I’m trying to replicate the following PostgreSQL query with ecto:

SELECT *
FROM (SELECT * FROM event LIMIT 1000) as e
LEFT JOIN event_runner as er ON e.id = er.event_id

The idea is to limit only the FROM part of the query, returning the correct amount of events stopping the results from the JOINs interfering with the limit count, as it would occur if I used a LIMIT clause in the main query, as there is multiple event_runners for one event, defined as a has_many in the Event schema.

That said I trying to use the current ecto query:

event_query = from e in Event, limit: ^max_rows

from f in subquery(event_query),
  left_join: er in assoc(f, :event_runners),
  preload: [event_runners: er]

However when I run the above query I get the following error:

** (Ecto.QueryError) can only preload sources with a schema (fragments, binary and subqueries are not supported) in query:

     from e0 in subquery(from f0 in MyApp.Event,
       limit: 100,
       select: f0),
       join: e1 in MyApp.EventRunner,
       on: e1.event_id == e0.id,
       select: e0,
       preload: [event_runners: er]

The error is clear, I can’t do a preload with subquery as a source schema, but the use of preload from the join part would be ideal, as we are receiving a lot of request and for each entry returned a separated query is executed if we use the Repo.preload function.

Is there any way to get around this limitation? Or, is it possible to rewrite this piece of code to make the limit only affect the FROM clause?

joey_the_snake · February 3, 2023, 8:50pm

Postgres is smart enough not to join the entire tables before taking the limit so you can get rid of the subquery and just put the limit on the outside. At least it works on my version of postgres. Try out these 2 queries in a safe environment and compare how long they take to run

SELECT * from event e LEFT JOIN event_runner er on e.id = er.event_id LIMIT 1

SELECT * from event e LEFT JOIN event_runner er on e.id = er.event_id

If limit is happening after the entire tables are joined then they should take the same time. In my testing the first is happening instantaneously while the second takes a long time.

rmoretto · February 3, 2023, 9:02pm

Hey, thanks for the response, which version of postgres are you using?

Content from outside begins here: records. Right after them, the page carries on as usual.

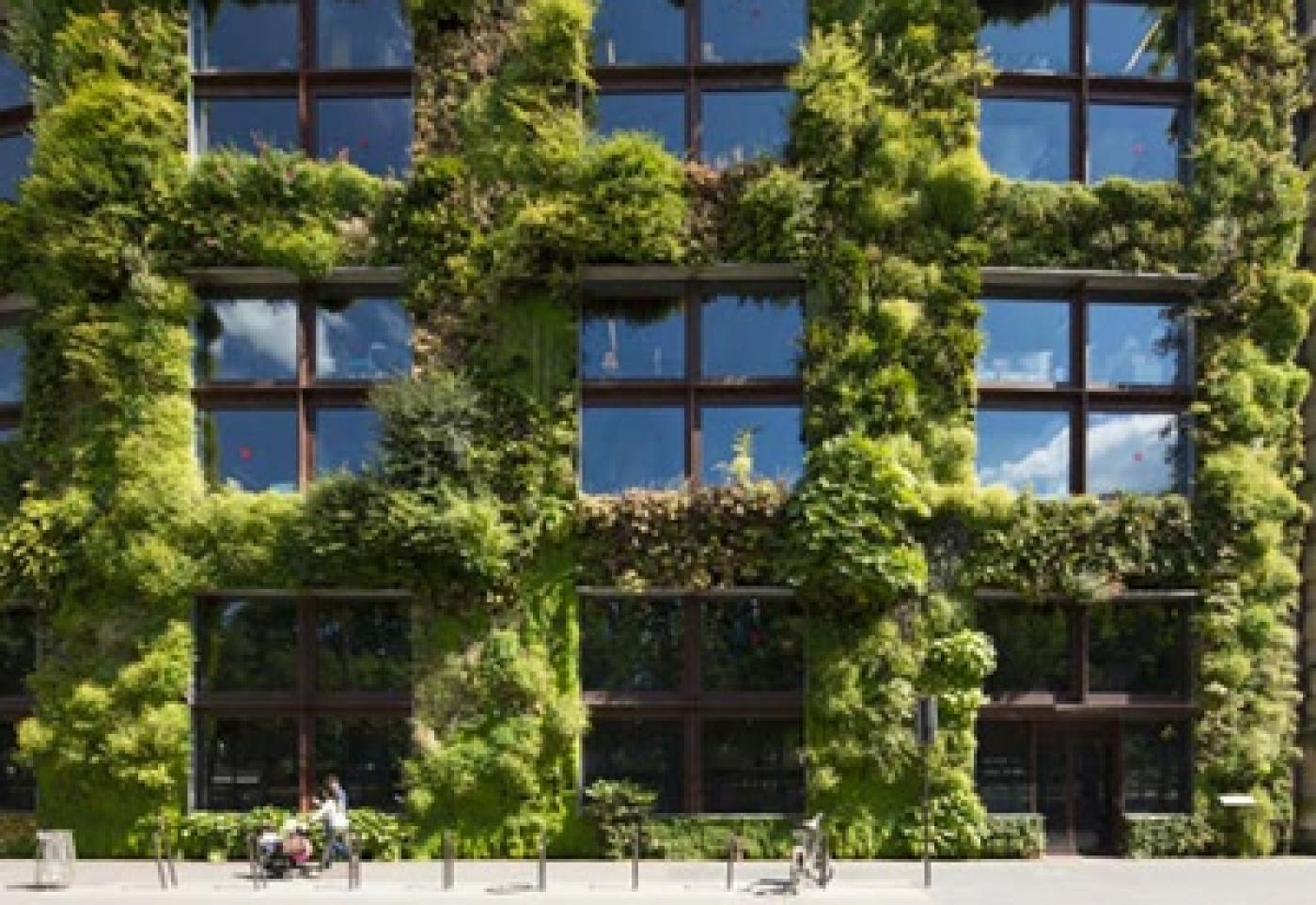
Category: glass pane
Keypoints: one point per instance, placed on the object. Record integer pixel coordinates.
(632, 644)
(1032, 650)
(644, 751)
(240, 35)
(662, 115)
(1026, 342)
(15, 164)
(346, 440)
(366, 754)
(1024, 450)
(362, 339)
(1026, 138)
(1000, 767)
(752, 335)
(17, 784)
(753, 645)
(745, 125)
(753, 30)
(622, 449)
(246, 646)
(753, 767)
(642, 338)
(246, 339)
(1135, 345)
(362, 33)
(1136, 453)
(250, 449)
(776, 443)
(1030, 42)
(640, 32)
(1138, 141)
(13, 351)
(246, 763)
(1132, 39)
(246, 124)
(362, 645)
(15, 86)
(1155, 769)
(374, 133)
(1136, 648)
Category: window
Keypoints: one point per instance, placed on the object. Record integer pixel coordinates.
(681, 383)
(328, 76)
(328, 677)
(697, 698)
(1085, 395)
(1086, 89)
(707, 78)
(282, 384)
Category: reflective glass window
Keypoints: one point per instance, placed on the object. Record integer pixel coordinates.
(1026, 342)
(240, 35)
(752, 335)
(250, 449)
(1137, 141)
(1024, 449)
(1039, 42)
(632, 644)
(752, 30)
(740, 127)
(15, 85)
(1134, 39)
(15, 164)
(374, 133)
(246, 124)
(640, 32)
(246, 646)
(366, 754)
(776, 443)
(642, 751)
(753, 766)
(13, 351)
(1135, 453)
(634, 338)
(362, 645)
(362, 339)
(346, 440)
(1000, 767)
(658, 114)
(753, 645)
(1137, 648)
(362, 33)
(246, 339)
(1135, 345)
(246, 763)
(627, 447)
(1026, 138)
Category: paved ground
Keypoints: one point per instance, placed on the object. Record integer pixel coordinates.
(1049, 882)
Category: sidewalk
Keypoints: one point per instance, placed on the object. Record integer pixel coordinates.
(1049, 882)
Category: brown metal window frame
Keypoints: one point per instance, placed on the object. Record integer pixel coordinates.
(694, 391)
(1083, 88)
(693, 76)
(690, 705)
(1078, 397)
(303, 703)
(306, 85)
(306, 395)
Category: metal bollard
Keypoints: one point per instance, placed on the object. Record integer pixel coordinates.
(449, 862)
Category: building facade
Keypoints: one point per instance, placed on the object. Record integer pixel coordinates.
(484, 400)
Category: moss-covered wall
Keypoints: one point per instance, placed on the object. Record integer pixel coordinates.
(890, 213)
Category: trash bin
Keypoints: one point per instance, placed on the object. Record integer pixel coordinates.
(55, 858)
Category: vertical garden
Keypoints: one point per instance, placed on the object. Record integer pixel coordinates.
(888, 213)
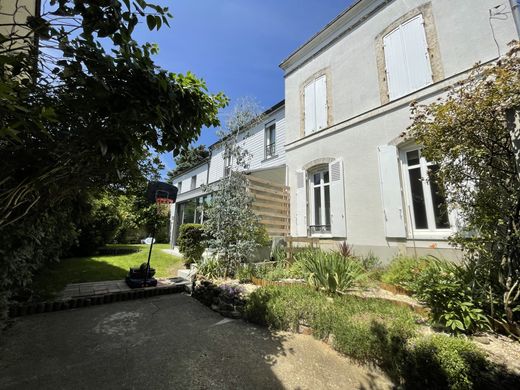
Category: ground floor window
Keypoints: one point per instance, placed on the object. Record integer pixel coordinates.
(319, 196)
(428, 209)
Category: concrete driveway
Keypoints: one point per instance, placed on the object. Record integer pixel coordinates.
(166, 342)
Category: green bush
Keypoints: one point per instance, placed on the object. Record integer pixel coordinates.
(403, 270)
(211, 268)
(442, 362)
(245, 272)
(331, 271)
(191, 242)
(378, 332)
(442, 286)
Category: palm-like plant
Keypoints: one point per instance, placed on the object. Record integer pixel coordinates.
(331, 271)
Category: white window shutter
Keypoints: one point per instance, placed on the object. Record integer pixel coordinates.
(337, 199)
(310, 108)
(321, 102)
(301, 204)
(396, 74)
(417, 56)
(391, 192)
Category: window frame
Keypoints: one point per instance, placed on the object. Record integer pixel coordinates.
(269, 147)
(321, 169)
(432, 231)
(313, 81)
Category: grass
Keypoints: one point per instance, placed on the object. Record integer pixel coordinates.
(53, 279)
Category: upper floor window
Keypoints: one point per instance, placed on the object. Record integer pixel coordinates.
(270, 141)
(428, 205)
(227, 163)
(407, 58)
(320, 201)
(315, 96)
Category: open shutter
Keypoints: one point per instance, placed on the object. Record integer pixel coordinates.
(301, 204)
(321, 103)
(396, 74)
(337, 199)
(417, 56)
(310, 108)
(391, 191)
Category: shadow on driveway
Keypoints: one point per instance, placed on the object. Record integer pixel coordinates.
(166, 342)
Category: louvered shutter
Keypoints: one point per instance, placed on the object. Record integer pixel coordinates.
(337, 199)
(391, 191)
(417, 57)
(301, 204)
(310, 108)
(396, 73)
(321, 102)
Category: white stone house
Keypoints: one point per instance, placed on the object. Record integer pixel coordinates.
(265, 143)
(347, 97)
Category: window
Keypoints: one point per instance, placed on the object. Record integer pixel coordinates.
(407, 58)
(319, 194)
(428, 206)
(315, 96)
(227, 163)
(270, 141)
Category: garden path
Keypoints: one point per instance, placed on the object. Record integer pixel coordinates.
(167, 342)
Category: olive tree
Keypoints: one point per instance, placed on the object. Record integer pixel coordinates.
(230, 221)
(473, 136)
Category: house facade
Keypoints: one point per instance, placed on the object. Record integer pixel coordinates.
(265, 143)
(348, 92)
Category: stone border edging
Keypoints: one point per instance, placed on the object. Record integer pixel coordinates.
(19, 310)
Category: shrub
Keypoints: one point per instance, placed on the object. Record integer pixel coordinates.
(245, 272)
(331, 271)
(442, 362)
(375, 331)
(442, 287)
(403, 270)
(191, 242)
(211, 268)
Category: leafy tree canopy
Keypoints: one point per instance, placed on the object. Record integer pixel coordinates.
(474, 135)
(187, 159)
(83, 110)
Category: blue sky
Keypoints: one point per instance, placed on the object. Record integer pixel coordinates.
(237, 45)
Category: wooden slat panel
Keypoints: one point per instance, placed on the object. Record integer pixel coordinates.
(275, 215)
(267, 182)
(255, 188)
(270, 206)
(270, 198)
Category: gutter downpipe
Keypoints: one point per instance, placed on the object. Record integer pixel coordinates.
(515, 10)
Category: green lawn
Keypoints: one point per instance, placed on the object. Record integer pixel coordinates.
(55, 277)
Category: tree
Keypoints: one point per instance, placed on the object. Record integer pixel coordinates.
(187, 159)
(229, 221)
(470, 135)
(82, 107)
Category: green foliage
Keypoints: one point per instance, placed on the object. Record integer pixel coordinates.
(470, 134)
(375, 331)
(331, 271)
(192, 242)
(442, 287)
(441, 362)
(245, 272)
(403, 271)
(76, 118)
(211, 268)
(187, 159)
(229, 220)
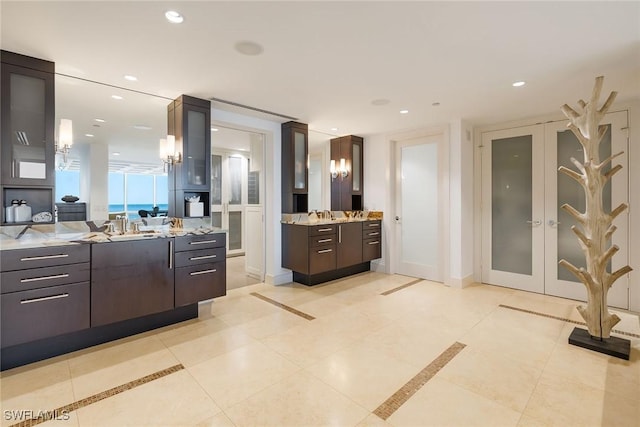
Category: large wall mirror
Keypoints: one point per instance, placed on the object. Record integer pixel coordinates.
(130, 125)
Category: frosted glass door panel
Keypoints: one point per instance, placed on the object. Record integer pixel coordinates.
(419, 186)
(569, 191)
(512, 205)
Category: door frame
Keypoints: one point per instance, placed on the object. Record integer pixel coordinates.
(480, 257)
(534, 282)
(263, 186)
(444, 203)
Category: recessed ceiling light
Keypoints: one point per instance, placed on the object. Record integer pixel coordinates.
(249, 48)
(174, 17)
(379, 102)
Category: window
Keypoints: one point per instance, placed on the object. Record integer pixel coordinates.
(130, 193)
(67, 183)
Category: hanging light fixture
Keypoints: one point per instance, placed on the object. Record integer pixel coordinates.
(65, 138)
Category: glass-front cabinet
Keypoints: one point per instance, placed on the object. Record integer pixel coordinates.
(295, 177)
(27, 122)
(189, 121)
(28, 145)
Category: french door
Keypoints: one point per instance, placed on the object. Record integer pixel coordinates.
(524, 230)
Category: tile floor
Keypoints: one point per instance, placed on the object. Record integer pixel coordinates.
(424, 355)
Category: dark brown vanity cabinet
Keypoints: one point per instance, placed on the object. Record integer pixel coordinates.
(131, 279)
(295, 177)
(347, 188)
(200, 268)
(44, 293)
(27, 124)
(189, 120)
(371, 240)
(349, 245)
(323, 252)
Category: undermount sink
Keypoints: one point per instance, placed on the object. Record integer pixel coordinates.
(134, 236)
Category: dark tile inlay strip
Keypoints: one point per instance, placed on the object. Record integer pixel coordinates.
(63, 411)
(399, 288)
(575, 322)
(386, 409)
(283, 306)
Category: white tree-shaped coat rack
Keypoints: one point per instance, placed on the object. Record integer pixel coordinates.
(595, 226)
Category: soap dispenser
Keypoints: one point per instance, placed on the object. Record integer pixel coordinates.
(10, 211)
(22, 212)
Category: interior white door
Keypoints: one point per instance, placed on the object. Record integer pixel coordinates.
(513, 208)
(229, 196)
(561, 242)
(418, 207)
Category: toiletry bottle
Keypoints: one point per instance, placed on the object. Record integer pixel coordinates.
(10, 211)
(22, 212)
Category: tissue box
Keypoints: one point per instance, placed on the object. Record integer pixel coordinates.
(195, 209)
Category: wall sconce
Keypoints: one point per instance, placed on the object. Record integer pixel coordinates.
(342, 170)
(65, 138)
(168, 152)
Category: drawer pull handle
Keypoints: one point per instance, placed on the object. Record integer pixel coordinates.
(29, 301)
(203, 242)
(195, 258)
(195, 273)
(36, 258)
(36, 279)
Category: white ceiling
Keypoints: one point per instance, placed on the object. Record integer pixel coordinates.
(325, 62)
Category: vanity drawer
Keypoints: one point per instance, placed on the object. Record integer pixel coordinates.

joey_the_snake · February 3, 2023, 10:35pm

I am using Postgres 13.

But now I realized what I said only works if there is at most on event runner per event. Otherwise you’ll get 1000 results but not 1000 events if one event has more than one runner. What is the cardinality of the relationship ?

rmoretto · February 3, 2023, 11:10pm

Should have stated the cardinality in the post, the Event schema has a has_many relationship to the EventRunner. One event can have 0…n event_runners.

joey_the_snake · February 3, 2023, 11:17pm

Ah then you might need to use the separate preload query. I know it’s not what you want but it’s supposed to be more efficient anyways for one to many relationships. Otherwise your main table will have duplicated rows sent from the DB to Elixir.

joey_the_snake · February 3, 2023, 11:19pm

Or if you’re deadset against a separate preload query you would have to do some kind of homegrown solution like this

from e in subquery(....), left_join: er in EventRunner, on e.id == er.event_id, select {e, er}

Then perform the aggregation yourself on the results

rmoretto · February 3, 2023, 11:42pm

Correct me if I’m wrong, but using the Repo.preload(events, :event_runner) in a list of 1000 Events, wouldn’t the preload run 1000 queries to retrieve all EventRunners data? Looking at the application logs with level: :debug, it seems that this is the case.

joey_the_snake · February 3, 2023, 11:47pm

It would only run one query, something like select * from event_runner where event_id in (....).

rmoretto · February 3, 2023, 11:48pm

That is true, I was inspecting the wrong logs, thanks for the help!